Mark 12:35-37Over the past few days, we have seen in the Gospel of Mark how various religious leaders asked Jesus questions. Some of these were meant to trip him up. Others, like the one about which is the most important commandment, were honest questions.
While Jesus was teaching in the temple, he said, 'How can the scribes say that the Messiah is the son of David? David himself, by the Holy Spirit, declared, 'The Lord said to my Lord, 'Sit at my right hand, until I put your enemies under your feet.'' David himself calls him Lord; so how can he be his son?' And the large crowd was listening to him with delight.
Now Jesus poses some good questions of his own. The first is: "How can the scribes say that the Messiah is the son of David?" Then Jesus quotes Psalm 110, the most oft-quoted passage of Scripture from the Old Testament found in the New. "The Lord said to my Lord, 'Sit at my right hand, until I put your enemies under your feet." Then Jesus poses his second question: "David himself calls him [the Messiah] Lord; so how can he be his son?"
These are two excellent questions, arising out of a careful reading of Psalm 110, and joined together. I think for one thing Jesus teaches us that if we are going to lead others to God, we must become good question askers. And notice too that Jesus does not immediately supply the answer. He just leaves the questions hanging in the air for his hearers to wrestle with.

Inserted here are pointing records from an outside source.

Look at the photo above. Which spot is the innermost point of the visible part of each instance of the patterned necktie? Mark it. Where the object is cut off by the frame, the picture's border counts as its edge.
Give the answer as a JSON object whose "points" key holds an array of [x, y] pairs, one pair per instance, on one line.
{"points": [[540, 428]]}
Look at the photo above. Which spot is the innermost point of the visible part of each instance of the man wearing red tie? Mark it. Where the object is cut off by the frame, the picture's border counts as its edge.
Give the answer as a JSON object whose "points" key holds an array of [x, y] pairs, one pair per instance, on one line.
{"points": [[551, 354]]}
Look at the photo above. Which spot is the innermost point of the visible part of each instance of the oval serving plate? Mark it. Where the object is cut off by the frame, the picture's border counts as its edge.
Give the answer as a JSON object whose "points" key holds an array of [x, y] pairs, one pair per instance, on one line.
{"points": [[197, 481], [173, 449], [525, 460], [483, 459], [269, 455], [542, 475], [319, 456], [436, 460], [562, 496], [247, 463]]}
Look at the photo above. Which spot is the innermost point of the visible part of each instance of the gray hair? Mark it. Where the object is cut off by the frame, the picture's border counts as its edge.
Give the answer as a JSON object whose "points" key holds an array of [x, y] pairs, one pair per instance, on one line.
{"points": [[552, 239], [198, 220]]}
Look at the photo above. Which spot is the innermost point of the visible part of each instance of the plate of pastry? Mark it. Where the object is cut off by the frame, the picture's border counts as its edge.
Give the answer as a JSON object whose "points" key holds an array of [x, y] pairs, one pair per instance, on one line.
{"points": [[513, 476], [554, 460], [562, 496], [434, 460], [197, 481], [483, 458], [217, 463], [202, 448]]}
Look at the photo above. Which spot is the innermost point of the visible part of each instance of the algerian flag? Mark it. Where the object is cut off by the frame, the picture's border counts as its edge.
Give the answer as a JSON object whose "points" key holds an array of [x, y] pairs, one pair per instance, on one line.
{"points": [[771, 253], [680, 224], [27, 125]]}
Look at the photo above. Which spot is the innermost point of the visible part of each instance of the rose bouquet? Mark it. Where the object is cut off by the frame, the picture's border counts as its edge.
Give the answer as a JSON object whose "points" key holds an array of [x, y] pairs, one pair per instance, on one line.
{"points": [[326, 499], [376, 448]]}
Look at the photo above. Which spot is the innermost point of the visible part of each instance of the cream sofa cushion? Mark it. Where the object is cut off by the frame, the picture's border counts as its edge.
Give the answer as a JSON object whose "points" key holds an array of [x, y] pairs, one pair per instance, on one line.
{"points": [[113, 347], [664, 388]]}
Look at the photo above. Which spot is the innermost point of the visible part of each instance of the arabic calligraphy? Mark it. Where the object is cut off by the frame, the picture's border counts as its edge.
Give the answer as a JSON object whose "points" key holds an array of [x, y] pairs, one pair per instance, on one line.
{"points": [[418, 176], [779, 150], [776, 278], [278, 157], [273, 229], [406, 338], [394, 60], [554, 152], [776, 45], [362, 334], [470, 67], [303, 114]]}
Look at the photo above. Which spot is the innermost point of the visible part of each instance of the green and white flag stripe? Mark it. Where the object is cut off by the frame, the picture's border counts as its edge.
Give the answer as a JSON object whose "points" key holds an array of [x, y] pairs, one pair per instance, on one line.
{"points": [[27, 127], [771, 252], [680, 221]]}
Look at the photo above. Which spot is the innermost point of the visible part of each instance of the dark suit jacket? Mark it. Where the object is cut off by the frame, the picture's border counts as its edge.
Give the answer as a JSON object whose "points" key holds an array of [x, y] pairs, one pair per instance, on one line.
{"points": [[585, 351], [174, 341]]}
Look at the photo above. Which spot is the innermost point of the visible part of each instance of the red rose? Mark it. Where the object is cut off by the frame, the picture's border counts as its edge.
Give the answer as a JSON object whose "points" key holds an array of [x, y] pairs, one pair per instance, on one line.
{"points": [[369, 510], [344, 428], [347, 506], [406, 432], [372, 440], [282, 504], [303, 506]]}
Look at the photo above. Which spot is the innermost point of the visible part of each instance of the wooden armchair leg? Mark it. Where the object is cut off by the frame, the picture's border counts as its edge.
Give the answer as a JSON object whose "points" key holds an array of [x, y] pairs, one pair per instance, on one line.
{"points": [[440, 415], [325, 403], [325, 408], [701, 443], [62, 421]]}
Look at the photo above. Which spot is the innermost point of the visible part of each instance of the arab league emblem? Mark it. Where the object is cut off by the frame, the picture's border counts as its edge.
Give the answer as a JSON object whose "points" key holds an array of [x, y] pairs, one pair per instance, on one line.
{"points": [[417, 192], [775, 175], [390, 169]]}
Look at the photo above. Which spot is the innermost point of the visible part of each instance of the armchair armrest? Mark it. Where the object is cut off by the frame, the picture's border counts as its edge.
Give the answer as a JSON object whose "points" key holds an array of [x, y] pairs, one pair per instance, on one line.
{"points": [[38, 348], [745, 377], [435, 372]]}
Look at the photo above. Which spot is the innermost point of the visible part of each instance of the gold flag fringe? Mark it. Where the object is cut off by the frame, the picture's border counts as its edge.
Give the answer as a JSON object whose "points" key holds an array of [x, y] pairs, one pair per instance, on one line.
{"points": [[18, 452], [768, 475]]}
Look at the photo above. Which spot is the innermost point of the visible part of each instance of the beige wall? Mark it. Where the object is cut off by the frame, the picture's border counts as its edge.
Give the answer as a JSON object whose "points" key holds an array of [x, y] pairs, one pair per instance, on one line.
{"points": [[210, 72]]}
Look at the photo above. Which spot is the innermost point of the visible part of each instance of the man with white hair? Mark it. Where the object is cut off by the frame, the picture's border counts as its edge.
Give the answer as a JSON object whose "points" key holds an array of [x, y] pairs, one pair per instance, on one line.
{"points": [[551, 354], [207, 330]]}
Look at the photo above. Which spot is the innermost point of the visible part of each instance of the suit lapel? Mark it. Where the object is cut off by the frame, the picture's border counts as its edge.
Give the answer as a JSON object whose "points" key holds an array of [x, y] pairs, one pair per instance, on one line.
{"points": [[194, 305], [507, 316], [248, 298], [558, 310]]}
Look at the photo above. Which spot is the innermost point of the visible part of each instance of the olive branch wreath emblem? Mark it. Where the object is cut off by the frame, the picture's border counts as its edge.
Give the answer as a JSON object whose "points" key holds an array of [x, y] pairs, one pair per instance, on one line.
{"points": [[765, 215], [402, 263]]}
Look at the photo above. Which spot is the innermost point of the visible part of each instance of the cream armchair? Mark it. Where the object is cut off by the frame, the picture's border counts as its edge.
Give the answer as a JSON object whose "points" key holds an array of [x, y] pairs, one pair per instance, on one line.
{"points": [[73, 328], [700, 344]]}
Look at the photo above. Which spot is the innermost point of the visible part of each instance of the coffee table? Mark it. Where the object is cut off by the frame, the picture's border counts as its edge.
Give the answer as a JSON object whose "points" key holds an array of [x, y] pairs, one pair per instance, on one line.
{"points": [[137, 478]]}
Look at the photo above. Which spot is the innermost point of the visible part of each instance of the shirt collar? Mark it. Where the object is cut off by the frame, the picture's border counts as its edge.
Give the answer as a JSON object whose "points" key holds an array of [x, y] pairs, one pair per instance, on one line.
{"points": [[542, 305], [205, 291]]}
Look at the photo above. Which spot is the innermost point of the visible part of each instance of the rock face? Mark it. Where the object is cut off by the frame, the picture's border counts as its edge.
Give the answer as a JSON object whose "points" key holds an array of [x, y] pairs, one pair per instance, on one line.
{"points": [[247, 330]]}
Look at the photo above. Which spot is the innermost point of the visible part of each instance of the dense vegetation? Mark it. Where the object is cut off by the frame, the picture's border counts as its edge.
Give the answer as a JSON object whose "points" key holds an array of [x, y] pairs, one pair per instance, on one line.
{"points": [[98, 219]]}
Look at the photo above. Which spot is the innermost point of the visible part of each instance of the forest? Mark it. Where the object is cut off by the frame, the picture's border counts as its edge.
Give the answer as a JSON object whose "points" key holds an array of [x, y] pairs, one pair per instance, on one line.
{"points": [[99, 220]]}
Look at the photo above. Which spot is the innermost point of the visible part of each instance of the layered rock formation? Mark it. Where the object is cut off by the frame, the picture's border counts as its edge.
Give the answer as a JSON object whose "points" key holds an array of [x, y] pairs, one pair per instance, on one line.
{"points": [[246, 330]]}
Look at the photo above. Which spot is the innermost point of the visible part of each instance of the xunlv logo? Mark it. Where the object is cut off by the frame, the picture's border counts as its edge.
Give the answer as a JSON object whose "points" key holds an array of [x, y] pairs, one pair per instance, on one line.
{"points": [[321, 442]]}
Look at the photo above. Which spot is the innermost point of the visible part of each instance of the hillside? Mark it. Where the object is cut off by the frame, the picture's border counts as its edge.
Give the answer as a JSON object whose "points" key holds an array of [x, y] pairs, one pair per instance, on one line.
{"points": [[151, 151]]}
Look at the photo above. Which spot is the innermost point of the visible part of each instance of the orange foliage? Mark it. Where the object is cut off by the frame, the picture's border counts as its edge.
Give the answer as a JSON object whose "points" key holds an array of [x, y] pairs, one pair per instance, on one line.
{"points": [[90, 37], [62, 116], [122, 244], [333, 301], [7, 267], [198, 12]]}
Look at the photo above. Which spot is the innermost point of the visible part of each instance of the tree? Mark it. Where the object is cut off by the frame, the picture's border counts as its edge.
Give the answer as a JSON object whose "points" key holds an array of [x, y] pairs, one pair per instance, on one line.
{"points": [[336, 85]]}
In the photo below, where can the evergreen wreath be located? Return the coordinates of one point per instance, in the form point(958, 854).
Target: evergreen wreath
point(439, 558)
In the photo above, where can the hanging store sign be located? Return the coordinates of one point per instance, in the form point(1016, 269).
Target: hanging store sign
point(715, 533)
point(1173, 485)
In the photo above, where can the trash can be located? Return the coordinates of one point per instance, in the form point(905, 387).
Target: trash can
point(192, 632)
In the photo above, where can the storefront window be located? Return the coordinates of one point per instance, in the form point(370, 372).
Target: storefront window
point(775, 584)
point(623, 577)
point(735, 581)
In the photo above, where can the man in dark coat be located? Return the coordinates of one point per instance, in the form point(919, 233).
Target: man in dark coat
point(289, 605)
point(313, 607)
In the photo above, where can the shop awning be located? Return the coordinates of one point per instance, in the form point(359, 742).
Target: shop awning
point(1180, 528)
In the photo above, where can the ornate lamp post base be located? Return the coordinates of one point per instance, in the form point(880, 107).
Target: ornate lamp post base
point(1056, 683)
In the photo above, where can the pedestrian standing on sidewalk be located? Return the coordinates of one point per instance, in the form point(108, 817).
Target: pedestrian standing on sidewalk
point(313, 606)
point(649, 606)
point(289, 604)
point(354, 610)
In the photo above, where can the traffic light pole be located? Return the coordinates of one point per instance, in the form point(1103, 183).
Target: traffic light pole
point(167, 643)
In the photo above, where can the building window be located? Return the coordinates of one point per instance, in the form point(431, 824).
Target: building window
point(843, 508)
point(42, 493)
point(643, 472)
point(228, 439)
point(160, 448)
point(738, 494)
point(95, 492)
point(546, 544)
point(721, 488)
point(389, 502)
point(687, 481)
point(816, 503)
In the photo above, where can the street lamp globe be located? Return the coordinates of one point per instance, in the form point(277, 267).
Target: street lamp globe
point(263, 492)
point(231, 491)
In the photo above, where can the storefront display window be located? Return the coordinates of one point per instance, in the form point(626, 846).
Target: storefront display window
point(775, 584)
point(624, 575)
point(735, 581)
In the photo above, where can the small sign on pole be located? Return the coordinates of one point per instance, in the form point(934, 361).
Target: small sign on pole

Of course, as Christians, we now know that these questions were answered in the very person of Jesus. He was the fully human descendant of King David and thus David's "son". But Jesus was also fully God, and as such he was David's Lord. Our minds cannot fully grasp how someone, anyone, could be fully human and fully divine in one person. But that is one good reason for accepting it as the truth. Who could have come up with such an idea, or made it up? I believe only God can do that sort of thing, the God who is beyond all human reckoning. In and through Jesus we can enter into the God who is beyond all our thoughts and all our imaginings and who therefore gives us an adequate grounding for our own being.